Honestly, I don’t know why this announcement couldn’t have been made earlier – like when we were deciding what to do for the team xmas bonding. Similarly, I don’t think we’d have gone to a pub for lunch if food was all we were after. The pub has to be disappointed too – must have eaten into their profits. Mind you, they never offered us coffee so they missed a few sales there.

passengers are an optional extra

Have you tried catching a bus lately? I’ve lost count of the number of buses which have just simply not bothered to slow down and stop to pick me and other passengers up from my stop.

It used to be that if a driver approaching a stop saw someone looking at the timetable they’d slow enough to check that the passenger wasn’t looking for that bus.  At the weekend while on a bus I watched a person signal a bus then turn to pick up their grocieries. The bus started to slow when signalled but then sped up and drove off while the person was picking up their groceries – that’s just mean.

I heard one bus driver complaining about the super gold cards - he thought more elderly folk are catching the bus and it is slowing the bus runs down – the super gold card users take longer to get on and off the bus and apparently expect the drivers to wait till they’ve found a seat. It seems therefore the best answer is to rush past potentially fare paying passengers in order to make up some of that time.  I guess they’ve run out of things to complain about with snapper so the free rides for the elderly is the next target. Where’s their christmas spirit?

no live blogging

On Friday I attended the Victoria University Post election conference held in Parliament’s Legislative Council Chamber.  It is about my third one I think and they are always fascinating.  A mix of media, campaign managers and academics disect the campaign.

It is held under Chatham House Rule so you can use the information just not identify who said what, nor the identity of their organisations.  After morning tea, the request was also made for no live blogging – to be honest the person doing the asking appeared as though they weren’t sure what they were asking.  Besides they were already too late.
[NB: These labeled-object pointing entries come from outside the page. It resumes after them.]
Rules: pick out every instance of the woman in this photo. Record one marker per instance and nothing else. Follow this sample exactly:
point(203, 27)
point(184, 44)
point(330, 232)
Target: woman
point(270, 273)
Some blog posts had already been written and released to the wild, just not by me.

So over the next few days I will sift through my copious notes and prepare an entry on how each party’s campaign went.  Lots of people talked about multiple parties and there were plenty of questions and comments from the audience so you can’t make assumptions about who said what.

twins

Well not really. But don’t you hate it when you turn up somewhere and someone else is wearing the same thing? John Key and Helen Clark were unusually in sync with John’s pink tie and Helen’s pink jacket.

just not harry

Yesterday I popped into town to pick up a copy  of  The tales of Beedle the Bard, the latest from J K Rowling.  Clearly I wasn’t as enthused as I have been about the Harry Potter books in the past as I didn’t rush in the day it was launched.  I finised reading the book before I even got home – waiting for the bus and during the short bus ride.  It was okay, but it wasn’t satisfying.  Then again I guess I’m older than the target market for the book.
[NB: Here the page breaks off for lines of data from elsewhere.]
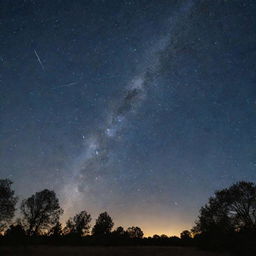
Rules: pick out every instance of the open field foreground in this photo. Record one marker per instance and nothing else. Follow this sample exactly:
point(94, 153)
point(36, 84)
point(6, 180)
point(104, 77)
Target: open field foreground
point(108, 251)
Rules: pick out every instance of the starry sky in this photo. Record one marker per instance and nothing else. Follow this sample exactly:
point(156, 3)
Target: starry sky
point(139, 108)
Considering I went into the bookshop to buy only this book, I managed to leave with 5 books and a DVD.  I was very excited to see the new Torchwood books were in store and decided to grab all three. I’ll review those as I read them.

apostrophe crime

I just can’t help myself – if I see an apostrophe out of place on a sign or printed material, I have to let someone know. I’d like to think they take this information and do something about it, correcting the offending apostrophe in the next print run. I rather suspect they quietly roll their eyes and moan in the staff room about how picky some people are.
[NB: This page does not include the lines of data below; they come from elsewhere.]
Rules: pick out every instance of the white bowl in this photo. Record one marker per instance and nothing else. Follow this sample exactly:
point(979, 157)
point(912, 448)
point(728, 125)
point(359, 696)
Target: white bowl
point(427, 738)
On Friday I pointed out an error to a bartender. The cocktail menu included fejoa’s [sic] in a list of  ingredients. I didn’t expect his reponse “I didn’t write it”. That doesn’t make it okay. There is no defence to a mis-placed or mis-used apostrophe.  And besides, that was poor customer service on top.  All I wanted was some kind of acknowledgement that he’d pass the information on to management but I suspect he doesn’t care.